Maybe time to review maintenance and other steps to prevent a similar accident.
Some additional info on this question: there were a number of claims over a two year period in this case, including a big ice damming claim the year before.
Unit owner had neighbors checking on the unit in her absence, and they discovered the furnace malfunction, AFTER the pipes had frozen.
Unit owner said her attorney filed a big, successful claim against his own condo association in the recent past - may well have had a bearing on how our insurer handled the claim.
We are in the process of amending our bylaws, and intend to include "snowbird provisions" to help minimize future risk.
I find this very interesting in that I grew up in MN & as a teen we moved to Los Angeles., so I see both sides.
Any one, any Board, any Condo HOA that is in the North winter type country should/must know how Freezing Weather affect Water in un-insulated un-heated pipes.
Unless, maybe, a new Owner moves in from the South!
Usually, a Burst occurred inside a normally livable Unit were the Water Pipes were not expected to Freeze, but should have been expected if conditions change.
An exception is if the Water Pipes went into the Unit (completely un-insulated/heated inside) & then out to other Unit(s).
Then it’s the Condos responsibility, being a common supply line, a very bad design for sure.

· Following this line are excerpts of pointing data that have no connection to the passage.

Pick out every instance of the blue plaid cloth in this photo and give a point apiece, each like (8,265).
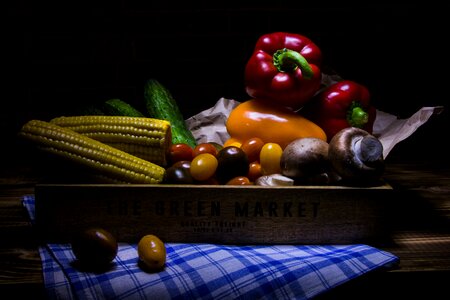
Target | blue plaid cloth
(211,271)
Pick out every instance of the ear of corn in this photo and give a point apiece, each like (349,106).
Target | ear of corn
(147,138)
(108,162)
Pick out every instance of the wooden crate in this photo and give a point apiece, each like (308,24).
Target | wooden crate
(217,214)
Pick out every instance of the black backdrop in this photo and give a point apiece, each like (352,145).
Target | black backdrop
(62,56)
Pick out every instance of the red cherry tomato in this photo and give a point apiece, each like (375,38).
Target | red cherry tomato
(252,147)
(179,152)
(254,171)
(239,180)
(205,148)
(203,166)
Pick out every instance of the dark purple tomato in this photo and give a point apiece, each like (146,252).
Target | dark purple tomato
(94,247)
(178,175)
(232,162)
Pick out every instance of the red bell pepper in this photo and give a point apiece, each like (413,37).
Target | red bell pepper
(284,68)
(340,105)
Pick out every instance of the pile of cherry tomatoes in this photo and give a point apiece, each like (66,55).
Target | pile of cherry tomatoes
(228,164)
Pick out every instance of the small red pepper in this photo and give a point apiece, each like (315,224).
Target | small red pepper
(284,68)
(341,105)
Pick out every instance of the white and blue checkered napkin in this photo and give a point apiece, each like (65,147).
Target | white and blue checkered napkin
(211,271)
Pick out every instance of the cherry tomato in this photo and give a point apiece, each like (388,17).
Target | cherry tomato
(232,162)
(254,171)
(179,152)
(203,166)
(252,147)
(232,142)
(178,174)
(183,164)
(152,253)
(94,247)
(205,148)
(239,180)
(270,157)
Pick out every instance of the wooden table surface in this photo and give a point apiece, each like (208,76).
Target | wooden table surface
(420,236)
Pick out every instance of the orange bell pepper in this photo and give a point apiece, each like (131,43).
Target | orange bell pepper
(271,123)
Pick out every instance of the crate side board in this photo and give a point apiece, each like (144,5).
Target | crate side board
(217,214)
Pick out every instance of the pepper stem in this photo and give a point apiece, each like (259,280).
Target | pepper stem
(286,60)
(356,116)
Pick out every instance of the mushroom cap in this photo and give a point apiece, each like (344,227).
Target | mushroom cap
(356,155)
(304,157)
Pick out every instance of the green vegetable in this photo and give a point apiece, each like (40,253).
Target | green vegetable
(117,107)
(160,104)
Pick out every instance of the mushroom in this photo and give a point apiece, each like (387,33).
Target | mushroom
(356,155)
(304,158)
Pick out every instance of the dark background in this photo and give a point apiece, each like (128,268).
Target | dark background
(62,56)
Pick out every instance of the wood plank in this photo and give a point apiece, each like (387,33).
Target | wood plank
(219,214)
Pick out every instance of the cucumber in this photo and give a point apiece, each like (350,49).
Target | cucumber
(160,104)
(117,107)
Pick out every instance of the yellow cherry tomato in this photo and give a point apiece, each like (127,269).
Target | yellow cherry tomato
(269,158)
(152,252)
(203,166)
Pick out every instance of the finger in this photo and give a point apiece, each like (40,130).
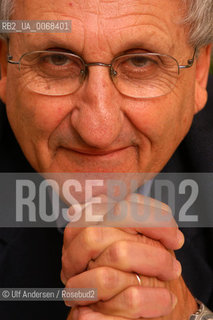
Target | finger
(107,281)
(141,258)
(147,216)
(85,313)
(87,245)
(136,302)
(142,215)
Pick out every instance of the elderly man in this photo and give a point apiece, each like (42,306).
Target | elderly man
(117,94)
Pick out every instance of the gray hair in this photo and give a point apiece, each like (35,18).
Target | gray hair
(199,19)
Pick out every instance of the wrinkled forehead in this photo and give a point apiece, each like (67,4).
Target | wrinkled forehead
(113,25)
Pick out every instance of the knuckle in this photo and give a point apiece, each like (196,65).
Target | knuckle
(132,299)
(165,261)
(107,278)
(67,233)
(118,252)
(92,236)
(166,299)
(65,263)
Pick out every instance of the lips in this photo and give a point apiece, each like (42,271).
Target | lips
(97,153)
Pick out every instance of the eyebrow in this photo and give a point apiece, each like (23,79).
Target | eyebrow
(51,41)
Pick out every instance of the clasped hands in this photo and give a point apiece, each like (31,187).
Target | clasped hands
(109,257)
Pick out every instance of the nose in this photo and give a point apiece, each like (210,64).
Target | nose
(97,116)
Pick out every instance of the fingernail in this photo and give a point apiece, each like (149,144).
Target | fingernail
(178,268)
(75,314)
(174,301)
(181,238)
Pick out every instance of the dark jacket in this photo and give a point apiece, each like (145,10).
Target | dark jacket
(32,257)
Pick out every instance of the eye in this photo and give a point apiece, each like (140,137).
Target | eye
(140,61)
(56,59)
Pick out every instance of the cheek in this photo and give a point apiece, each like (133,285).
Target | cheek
(163,122)
(33,119)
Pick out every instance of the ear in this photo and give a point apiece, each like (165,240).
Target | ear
(202,72)
(3,69)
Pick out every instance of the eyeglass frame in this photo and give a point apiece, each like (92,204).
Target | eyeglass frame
(102,64)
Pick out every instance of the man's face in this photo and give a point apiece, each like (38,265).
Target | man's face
(97,128)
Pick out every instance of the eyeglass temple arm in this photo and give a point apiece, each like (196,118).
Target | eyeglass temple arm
(9,59)
(190,61)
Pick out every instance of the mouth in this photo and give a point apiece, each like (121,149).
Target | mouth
(98,153)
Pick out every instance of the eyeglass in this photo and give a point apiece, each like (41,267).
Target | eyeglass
(137,75)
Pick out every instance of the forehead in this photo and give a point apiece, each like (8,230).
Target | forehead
(113,25)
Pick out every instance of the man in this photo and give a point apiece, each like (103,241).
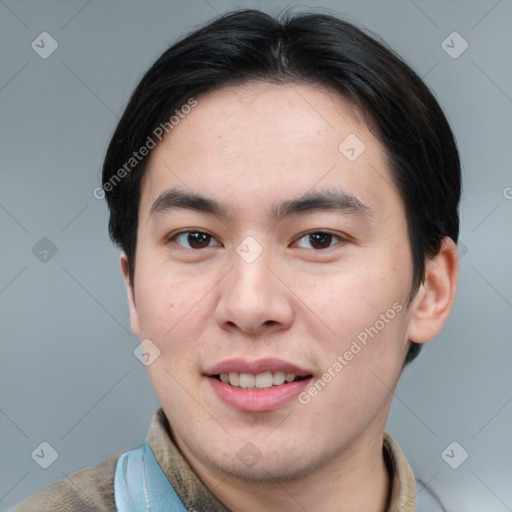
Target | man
(286,197)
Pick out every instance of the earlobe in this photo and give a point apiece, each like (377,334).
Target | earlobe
(134,318)
(434,300)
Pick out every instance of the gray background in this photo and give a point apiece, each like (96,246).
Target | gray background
(68,375)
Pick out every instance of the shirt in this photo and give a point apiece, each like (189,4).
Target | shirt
(92,489)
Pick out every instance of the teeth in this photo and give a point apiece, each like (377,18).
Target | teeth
(234,379)
(246,380)
(278,378)
(263,380)
(260,381)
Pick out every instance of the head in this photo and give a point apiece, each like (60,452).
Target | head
(283,190)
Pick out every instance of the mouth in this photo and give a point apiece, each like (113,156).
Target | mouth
(257,386)
(263,380)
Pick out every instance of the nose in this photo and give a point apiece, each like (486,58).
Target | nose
(253,299)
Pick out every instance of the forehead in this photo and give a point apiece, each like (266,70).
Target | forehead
(269,140)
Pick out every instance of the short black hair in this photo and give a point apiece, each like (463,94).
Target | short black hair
(251,46)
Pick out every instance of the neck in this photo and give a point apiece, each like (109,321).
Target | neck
(356,479)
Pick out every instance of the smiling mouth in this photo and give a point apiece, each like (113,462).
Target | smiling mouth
(263,380)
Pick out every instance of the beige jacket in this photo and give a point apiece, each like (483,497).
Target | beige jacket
(92,489)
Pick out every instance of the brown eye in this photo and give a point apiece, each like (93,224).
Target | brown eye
(193,239)
(318,240)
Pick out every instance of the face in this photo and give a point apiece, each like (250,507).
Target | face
(296,267)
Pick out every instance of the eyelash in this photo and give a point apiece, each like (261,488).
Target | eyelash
(198,232)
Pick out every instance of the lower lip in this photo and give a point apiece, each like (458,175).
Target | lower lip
(258,400)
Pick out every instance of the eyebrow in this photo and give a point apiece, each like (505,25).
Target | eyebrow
(323,200)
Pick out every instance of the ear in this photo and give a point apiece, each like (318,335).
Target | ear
(434,299)
(134,317)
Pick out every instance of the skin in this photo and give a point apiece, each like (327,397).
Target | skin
(249,147)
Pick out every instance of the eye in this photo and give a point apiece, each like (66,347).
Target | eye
(192,239)
(318,240)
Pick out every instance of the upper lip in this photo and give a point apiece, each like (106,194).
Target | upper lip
(240,365)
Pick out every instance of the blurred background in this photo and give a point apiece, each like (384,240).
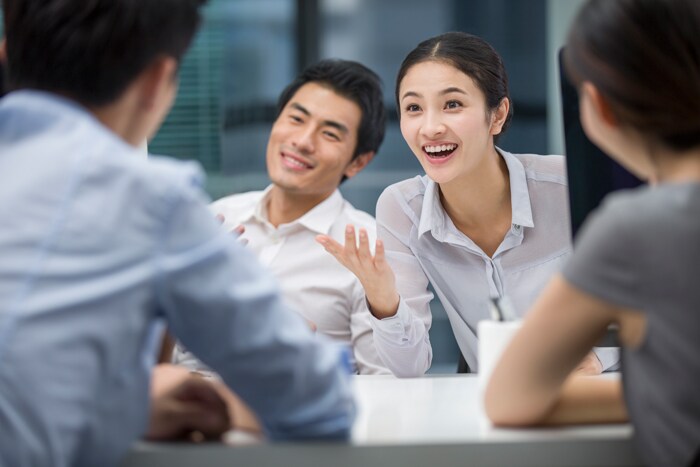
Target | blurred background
(247,51)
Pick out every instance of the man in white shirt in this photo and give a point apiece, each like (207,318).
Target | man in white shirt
(330,125)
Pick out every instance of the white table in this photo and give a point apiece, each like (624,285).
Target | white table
(427,422)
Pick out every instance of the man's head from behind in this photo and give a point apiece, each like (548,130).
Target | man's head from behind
(92,50)
(330,123)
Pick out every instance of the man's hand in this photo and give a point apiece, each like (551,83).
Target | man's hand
(183,405)
(590,365)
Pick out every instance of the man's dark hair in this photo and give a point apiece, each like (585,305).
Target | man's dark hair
(644,57)
(91,50)
(353,81)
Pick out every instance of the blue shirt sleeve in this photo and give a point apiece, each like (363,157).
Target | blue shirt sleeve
(222,305)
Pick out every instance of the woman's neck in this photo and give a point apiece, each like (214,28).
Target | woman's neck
(479,205)
(480,197)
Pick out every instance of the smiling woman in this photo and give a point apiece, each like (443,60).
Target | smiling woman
(482,222)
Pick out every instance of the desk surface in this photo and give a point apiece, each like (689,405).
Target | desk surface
(430,421)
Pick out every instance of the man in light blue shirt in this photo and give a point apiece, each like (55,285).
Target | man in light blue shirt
(101,248)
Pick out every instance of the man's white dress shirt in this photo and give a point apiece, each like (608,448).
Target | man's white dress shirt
(312,281)
(424,247)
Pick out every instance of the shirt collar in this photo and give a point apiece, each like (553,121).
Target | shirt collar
(319,219)
(434,218)
(519,194)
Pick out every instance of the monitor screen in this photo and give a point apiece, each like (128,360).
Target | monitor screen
(592,174)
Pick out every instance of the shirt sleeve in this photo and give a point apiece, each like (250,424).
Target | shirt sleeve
(227,310)
(402,341)
(601,264)
(365,352)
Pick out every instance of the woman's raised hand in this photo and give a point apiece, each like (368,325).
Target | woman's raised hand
(373,272)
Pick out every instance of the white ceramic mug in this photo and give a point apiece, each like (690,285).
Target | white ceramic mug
(494,337)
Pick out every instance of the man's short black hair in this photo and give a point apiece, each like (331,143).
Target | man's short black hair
(353,81)
(91,50)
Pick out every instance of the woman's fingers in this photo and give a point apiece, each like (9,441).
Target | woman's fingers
(363,252)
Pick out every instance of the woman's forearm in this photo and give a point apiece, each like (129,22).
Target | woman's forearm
(585,399)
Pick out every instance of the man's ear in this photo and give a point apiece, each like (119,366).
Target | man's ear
(599,103)
(157,80)
(357,164)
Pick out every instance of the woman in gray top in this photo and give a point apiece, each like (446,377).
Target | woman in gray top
(636,64)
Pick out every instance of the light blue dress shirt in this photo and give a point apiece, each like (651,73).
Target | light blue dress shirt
(98,249)
(424,247)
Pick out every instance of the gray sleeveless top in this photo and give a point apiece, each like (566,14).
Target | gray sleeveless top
(641,249)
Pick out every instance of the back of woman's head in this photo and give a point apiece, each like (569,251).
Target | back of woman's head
(471,55)
(644,58)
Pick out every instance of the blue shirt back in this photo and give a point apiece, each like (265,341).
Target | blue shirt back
(99,249)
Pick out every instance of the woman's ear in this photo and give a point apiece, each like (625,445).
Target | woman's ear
(599,104)
(358,163)
(499,116)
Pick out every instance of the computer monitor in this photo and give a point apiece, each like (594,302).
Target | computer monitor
(592,174)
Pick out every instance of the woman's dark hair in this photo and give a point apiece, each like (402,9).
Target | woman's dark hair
(471,55)
(644,58)
(91,50)
(353,81)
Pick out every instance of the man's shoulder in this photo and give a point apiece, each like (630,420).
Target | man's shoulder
(237,200)
(166,174)
(351,215)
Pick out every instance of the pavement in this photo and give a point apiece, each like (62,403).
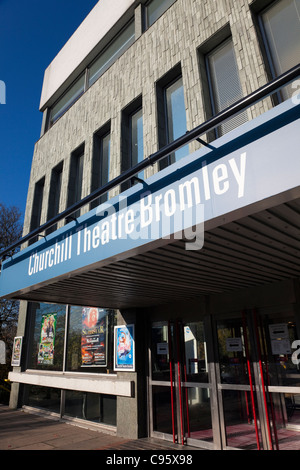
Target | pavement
(21,430)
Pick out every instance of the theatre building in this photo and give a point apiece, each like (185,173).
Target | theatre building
(159,269)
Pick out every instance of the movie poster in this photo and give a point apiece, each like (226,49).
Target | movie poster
(47,339)
(17,350)
(94,337)
(124,348)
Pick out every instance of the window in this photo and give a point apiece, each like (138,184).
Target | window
(101,162)
(224,83)
(171,116)
(75,178)
(155,9)
(66,101)
(116,48)
(281,31)
(132,138)
(37,207)
(54,195)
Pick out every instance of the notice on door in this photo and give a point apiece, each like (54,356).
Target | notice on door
(162,349)
(234,344)
(280,342)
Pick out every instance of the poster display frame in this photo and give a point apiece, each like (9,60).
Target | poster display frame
(128,363)
(17,351)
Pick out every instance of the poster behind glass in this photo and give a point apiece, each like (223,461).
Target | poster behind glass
(47,339)
(124,348)
(94,337)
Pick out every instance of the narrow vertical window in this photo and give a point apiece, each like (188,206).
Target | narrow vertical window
(76,178)
(37,207)
(54,195)
(132,138)
(101,163)
(172,117)
(136,139)
(225,86)
(280,25)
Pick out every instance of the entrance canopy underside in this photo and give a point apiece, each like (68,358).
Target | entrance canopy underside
(259,249)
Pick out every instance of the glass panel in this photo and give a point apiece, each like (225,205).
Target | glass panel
(43,397)
(91,407)
(162,409)
(104,165)
(239,420)
(46,346)
(112,53)
(280,349)
(176,116)
(160,352)
(137,143)
(225,83)
(195,353)
(232,353)
(286,412)
(88,343)
(283,42)
(66,101)
(198,416)
(156,8)
(176,125)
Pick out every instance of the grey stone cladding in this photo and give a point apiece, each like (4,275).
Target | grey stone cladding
(183,34)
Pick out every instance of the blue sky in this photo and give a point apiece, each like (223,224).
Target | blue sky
(31,34)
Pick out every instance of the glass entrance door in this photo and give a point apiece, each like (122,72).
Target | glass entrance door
(180,385)
(259,380)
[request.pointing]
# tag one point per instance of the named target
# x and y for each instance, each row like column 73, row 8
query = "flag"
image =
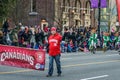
column 103, row 3
column 94, row 3
column 118, row 9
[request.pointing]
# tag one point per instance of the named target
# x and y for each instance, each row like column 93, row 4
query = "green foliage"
column 6, row 6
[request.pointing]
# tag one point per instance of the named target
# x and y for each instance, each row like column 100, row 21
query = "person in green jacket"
column 117, row 40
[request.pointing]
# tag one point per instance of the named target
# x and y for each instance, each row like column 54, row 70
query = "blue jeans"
column 51, row 62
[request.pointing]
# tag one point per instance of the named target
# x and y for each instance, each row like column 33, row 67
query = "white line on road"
column 97, row 77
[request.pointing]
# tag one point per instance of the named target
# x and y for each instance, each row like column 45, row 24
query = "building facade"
column 69, row 13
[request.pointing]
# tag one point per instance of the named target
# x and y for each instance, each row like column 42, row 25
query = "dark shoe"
column 59, row 75
column 48, row 75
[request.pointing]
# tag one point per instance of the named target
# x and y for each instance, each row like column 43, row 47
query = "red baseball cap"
column 53, row 29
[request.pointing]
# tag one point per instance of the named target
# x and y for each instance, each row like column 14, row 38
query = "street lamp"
column 117, row 25
column 99, row 18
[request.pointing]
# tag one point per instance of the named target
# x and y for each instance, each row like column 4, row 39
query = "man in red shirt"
column 54, row 51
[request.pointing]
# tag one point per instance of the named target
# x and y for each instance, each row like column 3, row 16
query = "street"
column 75, row 66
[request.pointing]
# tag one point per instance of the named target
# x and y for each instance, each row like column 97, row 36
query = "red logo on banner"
column 21, row 57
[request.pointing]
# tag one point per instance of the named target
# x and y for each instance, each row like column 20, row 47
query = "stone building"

How can the Board, especially the Management Co, be so short-sighted in not having experience/plans/by-laws/insurance covering such an event in such a climate.
O we here too have Water Pipes leaking & sometimes small bursts when 60 years old.
And beware when repiping, of cheap imported Copper Pipes, even the best “L” type.
Five year old Copper repiping already has had 2 Pinhole leaks!
Of course, here it is hardly ever the Apt Owners fault, really.
But we have plenty of other problems that make up for this.
The owner of the unit where the pipes busted is responsible for the damages and then any needed repairs due to their negligence, not the Association. The owners with damages should file a claim again the owners insurance policy and not the association's. Most Bylaws have a clause about not being able to sue an individual board member. Hopefully the person attempting to sue the board member will be stuck with all of the legal fees. BTW- it also looks like if they had simply winterized the unit properly this could have been avoided.